I have 4 clusters and I need to find the set of most influential features in each cluster so that I can get some insight about the characteristics of the cluster and thus to understand the behavior of these clusters. How can I do this?
A rudimentary method of addressing the problem is by finding the descriptive statistics for the features of the cluster centroids.
Snippet to find the most influencing variables:
var_influence=cc.describe() #cc contains the cluster centroids
# The descriptive statistics of the cluster centroids are saved in a Dataframe var_influence.
# Sorting by standard deviation will give the variables with high standard deviation.
var_influence.sort_values(axis=1, by='std', ascending=False).iloc[:,:10]
This way it is quicker and better to find the influencing variables when compared to the box plot way (Which is hard to visualise with increasing features).
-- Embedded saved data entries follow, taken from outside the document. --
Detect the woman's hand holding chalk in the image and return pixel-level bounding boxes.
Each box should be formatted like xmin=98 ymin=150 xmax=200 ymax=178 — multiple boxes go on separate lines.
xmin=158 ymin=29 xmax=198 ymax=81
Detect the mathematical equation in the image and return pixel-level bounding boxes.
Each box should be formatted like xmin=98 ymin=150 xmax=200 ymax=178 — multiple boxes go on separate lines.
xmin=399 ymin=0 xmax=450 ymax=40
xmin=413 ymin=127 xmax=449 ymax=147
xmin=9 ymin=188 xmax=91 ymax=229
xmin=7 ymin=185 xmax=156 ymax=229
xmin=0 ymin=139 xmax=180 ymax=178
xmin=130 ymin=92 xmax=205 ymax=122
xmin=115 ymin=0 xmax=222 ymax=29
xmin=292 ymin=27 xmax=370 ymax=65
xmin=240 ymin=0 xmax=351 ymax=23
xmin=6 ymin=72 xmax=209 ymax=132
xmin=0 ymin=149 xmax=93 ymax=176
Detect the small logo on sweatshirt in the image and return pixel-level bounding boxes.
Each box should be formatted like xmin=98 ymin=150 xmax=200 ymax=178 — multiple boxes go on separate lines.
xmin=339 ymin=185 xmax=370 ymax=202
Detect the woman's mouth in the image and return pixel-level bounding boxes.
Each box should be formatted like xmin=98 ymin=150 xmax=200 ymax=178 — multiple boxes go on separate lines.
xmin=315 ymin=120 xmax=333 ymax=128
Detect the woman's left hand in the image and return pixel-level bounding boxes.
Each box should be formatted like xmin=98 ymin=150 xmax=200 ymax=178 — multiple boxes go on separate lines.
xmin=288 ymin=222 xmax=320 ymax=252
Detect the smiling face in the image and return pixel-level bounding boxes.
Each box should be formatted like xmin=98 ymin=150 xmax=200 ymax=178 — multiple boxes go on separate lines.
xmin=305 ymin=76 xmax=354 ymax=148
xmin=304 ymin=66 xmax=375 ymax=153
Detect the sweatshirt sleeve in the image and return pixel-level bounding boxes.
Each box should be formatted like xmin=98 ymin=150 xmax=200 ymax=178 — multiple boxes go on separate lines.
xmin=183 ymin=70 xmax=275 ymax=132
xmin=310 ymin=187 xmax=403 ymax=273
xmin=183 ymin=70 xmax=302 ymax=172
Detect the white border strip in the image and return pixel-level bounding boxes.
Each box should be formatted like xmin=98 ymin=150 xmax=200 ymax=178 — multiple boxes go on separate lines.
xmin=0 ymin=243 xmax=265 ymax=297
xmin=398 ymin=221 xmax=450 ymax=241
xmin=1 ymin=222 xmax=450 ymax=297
As all the variables are normalised it is very easy to compare across features.
A max-min approach can also be used, this will allow us to see the variables with maximum bandwidth. As all the variables are normalised the max-min is a good way to validate the above result.Code for the same below
pd.Series(var_influence.loc['max']-var_influence.loc['min']).sort_values(ascending=False)[:10]
Multiclass classification
A more serious approach to find the influencing features is Multi-class classification: The cluster labels are used as a target variable to train a multi-class classification model on the data. The resulting model coefficients can be used to determine the importance of the features.